A character in The Chronicles of Narnia written by C.S. Lewis. Eustace begins as a sarcastic antagonist in The Voyage of the Dawn Treader, tormenting Lucy and Edmund Pevensie about their obsession with the "fictional" Narnia. When he finds himself joining them in Narnia, he has a conversion experience with Aslan after his "greedy, dragonish thoughts" turn him into a dragon itself.

He returns to Narnia with classmate Jill Pole to rescue Caspian's son in The Silver Chair, then again with Pole for The Last Battle of Narnia, at the death of that world.

One of the more unfortunately-named characters in children's literature.

The character of Eustace Scrubb, while on the one hand a commentary on "progressive" parenting and schooling--he is self-centered, cruel, spoiled, and, and is at one point described as heading towards an interest in vivisection, which Lewis deplored--Eustace is also the author at a young age.

To begin with, his name. "Once there was a boy named Eustace Clarence Scrubb, and he almost deserved it." Lewis hated his own name--Clive Staples Lewis--and prefered to be called "Jack." He gave Eustace a horrible name to parallel his own.

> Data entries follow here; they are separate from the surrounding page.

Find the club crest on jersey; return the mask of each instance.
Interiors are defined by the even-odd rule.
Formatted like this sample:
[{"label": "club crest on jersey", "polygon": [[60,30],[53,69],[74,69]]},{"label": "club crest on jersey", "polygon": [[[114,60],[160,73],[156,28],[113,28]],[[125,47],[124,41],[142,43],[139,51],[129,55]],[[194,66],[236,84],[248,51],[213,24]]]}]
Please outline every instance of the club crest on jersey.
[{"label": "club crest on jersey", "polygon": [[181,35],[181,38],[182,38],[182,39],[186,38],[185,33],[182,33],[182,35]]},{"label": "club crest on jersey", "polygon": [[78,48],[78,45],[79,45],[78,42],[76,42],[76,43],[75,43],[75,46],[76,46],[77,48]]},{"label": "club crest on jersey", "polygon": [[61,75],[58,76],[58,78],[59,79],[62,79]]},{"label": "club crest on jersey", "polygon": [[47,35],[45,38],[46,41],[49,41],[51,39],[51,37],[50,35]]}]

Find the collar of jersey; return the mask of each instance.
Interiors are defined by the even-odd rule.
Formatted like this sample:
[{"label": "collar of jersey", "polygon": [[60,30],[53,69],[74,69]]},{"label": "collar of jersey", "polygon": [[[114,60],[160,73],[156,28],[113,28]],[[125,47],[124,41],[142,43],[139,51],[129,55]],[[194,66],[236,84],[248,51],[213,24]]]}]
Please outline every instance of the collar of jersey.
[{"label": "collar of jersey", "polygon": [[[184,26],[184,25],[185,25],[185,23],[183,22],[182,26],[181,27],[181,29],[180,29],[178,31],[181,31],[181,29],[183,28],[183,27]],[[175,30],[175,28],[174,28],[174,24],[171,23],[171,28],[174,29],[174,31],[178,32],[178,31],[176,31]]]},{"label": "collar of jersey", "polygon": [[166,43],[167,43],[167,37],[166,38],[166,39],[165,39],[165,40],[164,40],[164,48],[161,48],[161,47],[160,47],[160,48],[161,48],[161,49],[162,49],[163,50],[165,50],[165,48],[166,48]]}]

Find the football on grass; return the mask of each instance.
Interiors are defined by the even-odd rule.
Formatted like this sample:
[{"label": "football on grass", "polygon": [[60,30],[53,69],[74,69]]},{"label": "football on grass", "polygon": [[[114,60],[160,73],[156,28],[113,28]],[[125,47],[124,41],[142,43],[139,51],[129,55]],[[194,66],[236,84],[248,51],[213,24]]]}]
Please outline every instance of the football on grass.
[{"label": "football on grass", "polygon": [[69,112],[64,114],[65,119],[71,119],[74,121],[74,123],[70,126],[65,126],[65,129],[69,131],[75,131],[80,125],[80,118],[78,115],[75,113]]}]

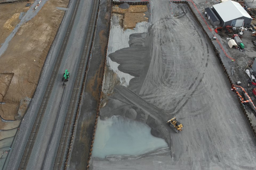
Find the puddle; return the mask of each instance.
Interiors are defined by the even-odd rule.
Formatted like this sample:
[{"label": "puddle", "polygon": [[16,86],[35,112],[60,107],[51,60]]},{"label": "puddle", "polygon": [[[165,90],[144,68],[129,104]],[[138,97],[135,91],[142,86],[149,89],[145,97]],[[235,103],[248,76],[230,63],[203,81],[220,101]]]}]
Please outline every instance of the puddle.
[{"label": "puddle", "polygon": [[152,135],[147,125],[121,116],[98,119],[92,155],[138,155],[167,147],[163,139]]}]

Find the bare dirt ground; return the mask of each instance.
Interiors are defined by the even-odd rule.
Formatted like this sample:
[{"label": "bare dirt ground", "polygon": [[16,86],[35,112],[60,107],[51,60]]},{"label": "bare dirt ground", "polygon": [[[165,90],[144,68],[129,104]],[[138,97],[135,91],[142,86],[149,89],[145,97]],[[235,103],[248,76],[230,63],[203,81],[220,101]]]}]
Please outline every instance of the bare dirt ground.
[{"label": "bare dirt ground", "polygon": [[[66,7],[69,1],[45,2],[35,16],[21,25],[0,56],[1,150],[9,150],[37,85],[48,51],[65,13],[56,8]],[[28,2],[32,2],[0,4],[0,44],[20,24],[20,14],[28,9],[29,7],[25,6]],[[0,159],[2,163],[7,153],[3,153]]]},{"label": "bare dirt ground", "polygon": [[113,6],[113,13],[118,14],[120,18],[120,25],[125,29],[132,29],[139,22],[147,21],[148,18],[145,17],[144,12],[147,11],[146,5],[131,5],[127,9],[122,9],[118,5]]},{"label": "bare dirt ground", "polygon": [[[1,1],[0,1],[1,2]],[[25,6],[28,2],[5,3],[0,5],[0,47],[1,44],[19,22],[21,12],[26,12],[29,8]]]},{"label": "bare dirt ground", "polygon": [[[24,114],[64,13],[56,7],[66,7],[68,1],[47,1],[35,17],[22,26],[0,57],[0,79],[5,81],[5,85],[0,89],[0,99],[6,102],[0,105],[3,118],[18,119]],[[0,5],[5,12],[1,12],[3,22],[0,30],[4,35],[1,37],[1,42],[19,22],[19,12],[27,9],[25,4]]]}]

Secondly, there is the subject of Eustace's general religious nature--namely, that he has none. Lewis was an atheist until he was an adult; it was ony after World War I that he even began to question this stance. Eustace represents Lewis' youthful, atheistic, abandoned self.1.


1. It is interesting to note that the figure who encouraged his atheism--a college professor, IIRC, and mentor--was later to become the model for Digory Kirk.